BGD partner John McCauley recently discussed the rising importance of data breach litigation in a column for the Indiana Lawyer. In it, he stresses the importance of being prepared for cyber-attacks, quoting John Chambers, CEO of Cisco Systems Inc., “[t]here are two types of companies: those who have been hacked and those who don’t yet know they have been hacked.”
Cyber-attacks have increased threefold in the past two years and present a growing legal problem for companies of all sizes. Following is information regarding the three types of legal liabilities that arise from data breaches: regulatory, civil and criminal. Additional details are available in McCauley’s column on the Indiana Lawyer website.
Once an organization suspects that confidential information may have been compromised or acquired by an unauthorized person, there is a duty to investigate whether an actual breach has occurred.

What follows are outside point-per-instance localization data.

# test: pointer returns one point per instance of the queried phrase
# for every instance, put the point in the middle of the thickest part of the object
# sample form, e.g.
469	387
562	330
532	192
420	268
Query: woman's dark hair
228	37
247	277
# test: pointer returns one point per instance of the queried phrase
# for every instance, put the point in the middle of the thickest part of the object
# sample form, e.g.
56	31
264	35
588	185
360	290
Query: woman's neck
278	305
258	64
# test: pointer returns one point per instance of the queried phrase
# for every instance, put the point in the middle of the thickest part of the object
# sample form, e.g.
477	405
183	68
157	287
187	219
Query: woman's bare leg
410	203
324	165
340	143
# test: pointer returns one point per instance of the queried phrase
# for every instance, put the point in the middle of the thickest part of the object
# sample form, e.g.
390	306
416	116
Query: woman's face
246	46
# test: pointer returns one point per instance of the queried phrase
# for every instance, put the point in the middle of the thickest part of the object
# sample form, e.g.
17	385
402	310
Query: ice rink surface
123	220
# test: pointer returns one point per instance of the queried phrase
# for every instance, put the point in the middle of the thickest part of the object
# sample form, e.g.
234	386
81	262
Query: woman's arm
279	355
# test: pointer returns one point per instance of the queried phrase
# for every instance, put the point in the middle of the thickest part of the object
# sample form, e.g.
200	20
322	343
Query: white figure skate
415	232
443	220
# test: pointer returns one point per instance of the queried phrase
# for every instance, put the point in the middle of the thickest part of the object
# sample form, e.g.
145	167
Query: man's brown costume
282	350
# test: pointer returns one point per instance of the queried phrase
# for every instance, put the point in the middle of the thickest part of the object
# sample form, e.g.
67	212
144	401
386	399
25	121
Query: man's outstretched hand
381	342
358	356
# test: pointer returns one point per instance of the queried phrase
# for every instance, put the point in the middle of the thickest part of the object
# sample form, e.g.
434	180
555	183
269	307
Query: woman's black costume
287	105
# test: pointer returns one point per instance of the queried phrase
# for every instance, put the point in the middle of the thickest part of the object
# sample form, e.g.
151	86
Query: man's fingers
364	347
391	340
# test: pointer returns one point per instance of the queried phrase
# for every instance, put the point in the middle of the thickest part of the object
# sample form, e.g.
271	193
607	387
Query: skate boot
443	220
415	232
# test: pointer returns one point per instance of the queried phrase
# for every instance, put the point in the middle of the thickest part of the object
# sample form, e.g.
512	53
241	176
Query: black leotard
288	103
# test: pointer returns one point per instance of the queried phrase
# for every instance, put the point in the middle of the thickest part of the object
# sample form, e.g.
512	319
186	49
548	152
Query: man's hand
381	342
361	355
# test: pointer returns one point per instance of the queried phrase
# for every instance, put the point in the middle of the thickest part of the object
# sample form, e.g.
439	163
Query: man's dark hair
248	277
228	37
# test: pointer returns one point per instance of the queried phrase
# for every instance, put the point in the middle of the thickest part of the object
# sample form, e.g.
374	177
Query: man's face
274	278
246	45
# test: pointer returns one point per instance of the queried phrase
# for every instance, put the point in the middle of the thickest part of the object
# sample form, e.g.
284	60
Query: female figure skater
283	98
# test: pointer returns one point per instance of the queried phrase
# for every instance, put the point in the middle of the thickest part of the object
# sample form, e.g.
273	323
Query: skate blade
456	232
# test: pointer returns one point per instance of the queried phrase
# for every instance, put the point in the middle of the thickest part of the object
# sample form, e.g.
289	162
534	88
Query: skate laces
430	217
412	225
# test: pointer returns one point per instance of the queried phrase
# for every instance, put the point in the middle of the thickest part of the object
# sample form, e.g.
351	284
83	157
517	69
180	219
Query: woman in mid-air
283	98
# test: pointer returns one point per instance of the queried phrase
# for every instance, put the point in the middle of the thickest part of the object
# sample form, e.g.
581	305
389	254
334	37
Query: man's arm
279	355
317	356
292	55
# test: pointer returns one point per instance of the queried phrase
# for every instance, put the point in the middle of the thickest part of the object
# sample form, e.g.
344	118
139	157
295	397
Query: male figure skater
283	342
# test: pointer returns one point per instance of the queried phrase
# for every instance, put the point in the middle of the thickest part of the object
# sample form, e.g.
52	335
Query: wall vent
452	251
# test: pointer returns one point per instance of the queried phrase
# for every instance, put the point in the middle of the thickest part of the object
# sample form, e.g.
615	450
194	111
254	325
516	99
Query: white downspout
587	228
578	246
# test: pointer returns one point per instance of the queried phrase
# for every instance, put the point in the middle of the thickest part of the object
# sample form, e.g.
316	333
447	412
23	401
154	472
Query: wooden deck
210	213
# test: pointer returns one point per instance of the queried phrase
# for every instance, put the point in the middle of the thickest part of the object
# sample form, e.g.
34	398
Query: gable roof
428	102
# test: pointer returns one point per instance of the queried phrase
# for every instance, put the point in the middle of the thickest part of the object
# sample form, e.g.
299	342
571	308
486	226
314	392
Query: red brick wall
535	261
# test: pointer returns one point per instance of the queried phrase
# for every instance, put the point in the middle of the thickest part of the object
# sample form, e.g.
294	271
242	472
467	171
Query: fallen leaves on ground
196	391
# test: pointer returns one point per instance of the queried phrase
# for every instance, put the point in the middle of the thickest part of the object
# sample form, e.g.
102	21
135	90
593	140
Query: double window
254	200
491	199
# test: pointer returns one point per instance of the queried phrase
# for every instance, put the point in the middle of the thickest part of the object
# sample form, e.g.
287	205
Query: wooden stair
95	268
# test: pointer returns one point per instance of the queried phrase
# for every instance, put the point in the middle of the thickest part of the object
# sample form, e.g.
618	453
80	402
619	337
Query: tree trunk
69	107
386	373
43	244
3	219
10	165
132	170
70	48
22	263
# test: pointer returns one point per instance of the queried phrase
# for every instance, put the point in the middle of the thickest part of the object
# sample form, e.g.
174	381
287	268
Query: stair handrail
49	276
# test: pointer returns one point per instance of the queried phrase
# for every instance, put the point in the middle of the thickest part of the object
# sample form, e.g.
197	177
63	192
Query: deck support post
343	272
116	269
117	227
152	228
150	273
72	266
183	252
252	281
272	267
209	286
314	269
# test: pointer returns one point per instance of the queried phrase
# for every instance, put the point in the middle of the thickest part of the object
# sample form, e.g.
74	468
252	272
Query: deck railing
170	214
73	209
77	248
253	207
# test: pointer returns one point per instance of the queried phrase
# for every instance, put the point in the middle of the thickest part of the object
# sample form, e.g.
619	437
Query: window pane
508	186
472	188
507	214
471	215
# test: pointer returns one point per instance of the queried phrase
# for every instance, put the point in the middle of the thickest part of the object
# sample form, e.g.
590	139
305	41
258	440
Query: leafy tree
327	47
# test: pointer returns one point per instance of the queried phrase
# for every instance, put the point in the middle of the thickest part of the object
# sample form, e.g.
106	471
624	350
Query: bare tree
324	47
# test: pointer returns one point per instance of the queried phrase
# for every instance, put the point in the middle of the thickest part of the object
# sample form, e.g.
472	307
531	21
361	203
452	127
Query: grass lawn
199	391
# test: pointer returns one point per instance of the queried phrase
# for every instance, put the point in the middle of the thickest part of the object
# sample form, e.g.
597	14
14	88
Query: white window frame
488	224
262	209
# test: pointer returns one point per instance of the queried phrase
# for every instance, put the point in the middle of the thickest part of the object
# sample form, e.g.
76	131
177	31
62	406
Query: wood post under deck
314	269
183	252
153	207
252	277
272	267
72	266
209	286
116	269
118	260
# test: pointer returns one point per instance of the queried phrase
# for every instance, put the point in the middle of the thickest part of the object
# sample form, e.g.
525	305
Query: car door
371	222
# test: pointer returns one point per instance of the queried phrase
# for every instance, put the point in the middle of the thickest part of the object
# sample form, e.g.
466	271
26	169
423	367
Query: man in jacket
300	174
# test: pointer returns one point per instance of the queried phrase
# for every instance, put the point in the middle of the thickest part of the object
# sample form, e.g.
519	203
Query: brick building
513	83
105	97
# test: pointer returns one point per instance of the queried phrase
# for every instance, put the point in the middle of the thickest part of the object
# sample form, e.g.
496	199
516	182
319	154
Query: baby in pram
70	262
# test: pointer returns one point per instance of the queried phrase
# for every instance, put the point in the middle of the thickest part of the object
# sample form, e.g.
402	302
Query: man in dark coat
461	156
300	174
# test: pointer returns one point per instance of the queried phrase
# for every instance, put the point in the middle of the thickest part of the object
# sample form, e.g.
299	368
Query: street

Although there are no federal requirements for reporting data-breaches, in Indiana, once a data breach is detected, the affected party must be notified as well as the attorney general. McCauley advises companies to familiarize themselves with notification laws in their state of residency to avoid penalties.
Civil liability concerns can arise quickly after a data breach. McCauley advises consulting counsel early in the process of dealing with a breach in order to ensure that an organization meets its obligations to identify, locate and preserve potentially relevant documents and electronically stored information; determine other potentially responsible parties; conduct a thorough investigation; and establish the protections of the attorney-client privilege. Legal counsel will also be able to assist in determining insurance coverage related to the incident.
Thus far, there have not been any criminal proceedings against organizations suffering data breaches. However, legal counsel can assist in working with the FBI, which often becomes involved based on their anti-cyberterrorism function. Individual wrongdoing by employees leading to breaches could also present legal challenges, and outside counsel can assist in helping a company conduct an internal investigation. McCauley advises that attorneys representing a company that has been a victim of a data breach should be prepared to answer inquiries, respond to subpoenas and otherwise facilitate cooperation regarding the investigation.
Overall, if a company acts swiftly and honestly, the damage from data breaches can be remedied.